The landscaping of your front yard contributes many first impressions. If you're thinking of selling your home, attractive landscaping gives your home curb appeal. If you're happy where you are, the plants you choose for your front yard gardens establish the personality of your home. Because shrubs grow larger than the majority of garden plants, they play a commanding role in how your front yard appears. You should also consider the maintenance needs of the shrubs you choose, and the amount of time and effort you're willing to devote to caring for them.
The big, showy blooms on a hydrangea serve as a focal point in your front yard from midsummer through autumn. The dark-green foliage sets off large clusters of blossoms in a variety of colors, depending on cultivar. One of the most common cultivars, the bigleaf hydrangea, changes blossom color depending on the pH of the soil and can assume both blue and pink blossoms under the right conditions. Hydrangeas are easy to care for but need a lot of moisture, according to the Ohio State University Extension. Pruning can be challenging, since different cultivars require pruning at different times of the year.
Rose of Sharon
One of the chief advantages of the Rose of Sharon shrub, according to the Virginia Cooperative Extension, is that it flowers when most other shrubs have finished blooming. The showy blossoms and the shrub's upright form make it an attractive addition to a front yard, where it provides a splash of late-summer color. Different cultivars produce blossoms in white, red, blue or purple. Rose of Sharon tolerates a range of climate and soil conditions, but the extension notes that several pests and diseases attack the plant, and recommends researching good cultivars for your area. Rose of Sharon requires little special care beyond spring pruning.

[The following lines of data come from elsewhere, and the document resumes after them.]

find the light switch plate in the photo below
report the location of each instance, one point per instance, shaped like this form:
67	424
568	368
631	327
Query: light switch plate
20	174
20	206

Lilac cultivars range in size from medium-size trees to shrubs less than a few feet tall, but they have in common brilliant and sweetly fragrant spring foliage that will delight passers-by. The University of New Hampshire Cooperative Extension recommends the Korean and dwarf Korean lilacs for gardeners who want a smaller, more compact lilac better suited for a front yard planting. Lilacs require little care, although deadheading and pruning will keep the shrub looking its best.
Despite its name, don't expect a towering tree from the mugo pine--this dwarf tree reaches only 4 to 10 feet tall. Mugo pines assume globular shapes or grow in the typical pyramidal pine tree form. Mugo pine grows well in a range of conditions and requires little special care, including pruning. It grows well in urban yards, according to the University of Florida IFAS Extension. If you're looking for a less-showy, evergreen shrub for your yard, or need an evergreen to fill a small space, the mugo pine may meet your needs.